You must be my age, give or take.
Rand Pauls immigration speech
03.19.13 | Hon Sen Rand Paul (KY)
Posted on 03/19/2013 7:04:07 AM PDT by Perdogg
http://www.freerepublic.com/focus/news/2998395/posts
...The Republican Party must embrace more legal immigration.
Unfortunately, like many of the major debates in Washington, immigration has become a stalemate-where both sides are imprisoned by their own rhetoric or attachment to sacred cows that prevent the possibility of a balanced solution.
Immigration Reform will not occur until Conservative Republicans, like myself, become part of the solution. I am here today to begin that conversation.
Lets start that conversation by acknowledging we arent going to deport 12 million illegal immigrants.
If you wish to work, if you wish to live and work in America, then we will find a place for you...
This is where prudence, compassion and thrift all point us toward the same goal: bringing these workers out of the shadows and into being taxpaying members of society.
Imagine 12 million people who are already here coming out of the shadows to become new taxpayers.12 million more people assimilating into society. 12 million more people being productive contributors.
[but hes not in favor of amnesty, snicker, definition of is is]
As an economist and a libertarian, I have become convinced that whether they know it or not, these migrants are being pushed (and pulled) by the major economic forces that are reshaping the American economy as a whole: the hollowing out of the middle class, the increased costs of living in the U.S.'s established population centers and the resulting search by many Americans for a radically cheaper way to live and do business.
I also like to snow ski. There are about four ski areas within an hours drive of my house. I won’t have that in Dallas.
:)
I am SOOOO happy to have Ted Cruz as MY Senator!
No, you will need to drive to Colorado or New Mexico for that - but you’ll need a fast car to make it in an hour.
My liberal New York friends certainly complain at every opportunity that you can’t get a good pizza, or Italian food generally, or bagel here in Texas.
That’s because every Italian restaurant in Texas is either an Olive Garden or a Spaghetti Warehouse, and every bagel is of the frozen variety. The Texan’s idea of haute cuisine is barbequed armadillo on the halfshell.
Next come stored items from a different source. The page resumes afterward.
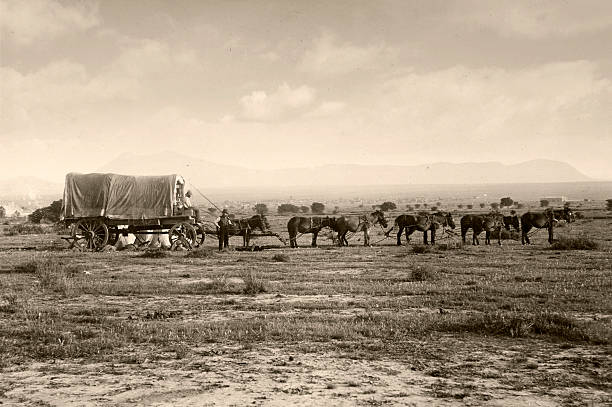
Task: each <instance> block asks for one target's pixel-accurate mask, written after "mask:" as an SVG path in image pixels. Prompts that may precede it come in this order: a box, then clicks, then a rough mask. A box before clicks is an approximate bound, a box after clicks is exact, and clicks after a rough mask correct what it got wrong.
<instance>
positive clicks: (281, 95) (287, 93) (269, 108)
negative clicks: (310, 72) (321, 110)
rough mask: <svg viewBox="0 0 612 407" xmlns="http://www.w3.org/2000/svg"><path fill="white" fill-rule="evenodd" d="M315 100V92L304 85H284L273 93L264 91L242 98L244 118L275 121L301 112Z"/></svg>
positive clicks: (242, 111)
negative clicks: (293, 87) (270, 120)
mask: <svg viewBox="0 0 612 407" xmlns="http://www.w3.org/2000/svg"><path fill="white" fill-rule="evenodd" d="M314 99H315V91H314V89H312V88H311V87H309V86H306V85H302V86H299V87H297V88H293V89H292V88H291V87H290V86H289V85H288V84H287V83H283V84H282V85H280V86H279V87H278V89H277V90H276V91H275V92H273V93H270V94H268V93H266V92H265V91H262V90H257V91H253V92H251V93H250V94H248V95H245V96H243V97H242V98H240V104H241V106H242V114H243V117H244V118H246V119H249V120H261V121H266V120H275V119H279V118H282V117H283V116H285V115H287V114H290V113H295V112H298V111H300V109H302V108H304V107H306V106H308V105H310V104H311V103H312V102H313V101H314Z"/></svg>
The Mexicans working in Texas, and most of them are working, are mostly fine folks who mind their own business.
I really don’t mind many Yankees and Californians. They can come here and take our jobs, bid up our house prices, add to traffic congestion, and even marry our women. But Texans get really annoyed when outsiders come to Texas and complain we ought to do things the way they did back in their home state. (Like Wendy Davis, the abortion filibusterer, born in Rhode Island.) And some of them have really thin skins and seem unable to detect a tongue-in-cheek comment!
No, you will need to drive to Colorado or New Mexico for that - but you’ll need a fast car to make it in an hour.
Pretty sure they don’t make cars that fast. And even if they did, I couldn’t afford ‘em. Think I’ll stay put.
Yeah, we New Mexicans sure love Texas skiers.
Ski Sandia West!
Bunch of lies and twisted “facts.”
Well, I’m not paying Time to get the see the whole article.
My all electric and air conditioned 2400 sq.ft. house located 30 miles south of 2nddivisionvet had an electric bill of $181.00 last month. Highest bill for that 40 straight day 100+ last summer was $290.00. Is that "reasonable"?
I cannot argue that CA does have an appeal from a lifestyle aspect...
But you guys are paying out the nose just to wake up there...
I know, I was stationed out there for some time back in the 80’s...Got into the lifestyle, did some things I would not normally do in my home state, all legal of course...;-)
To me it is a nce place to visit, which my wife and I have done, but I cannot live there as before...It is too expensive, and its politics and I would be diametrically opposed...
But that part of it is up to you to chamge, if your up to the task...;-) Good luck on that...hehe
I was just curious what the electric rates were like in CA where the other poster lived.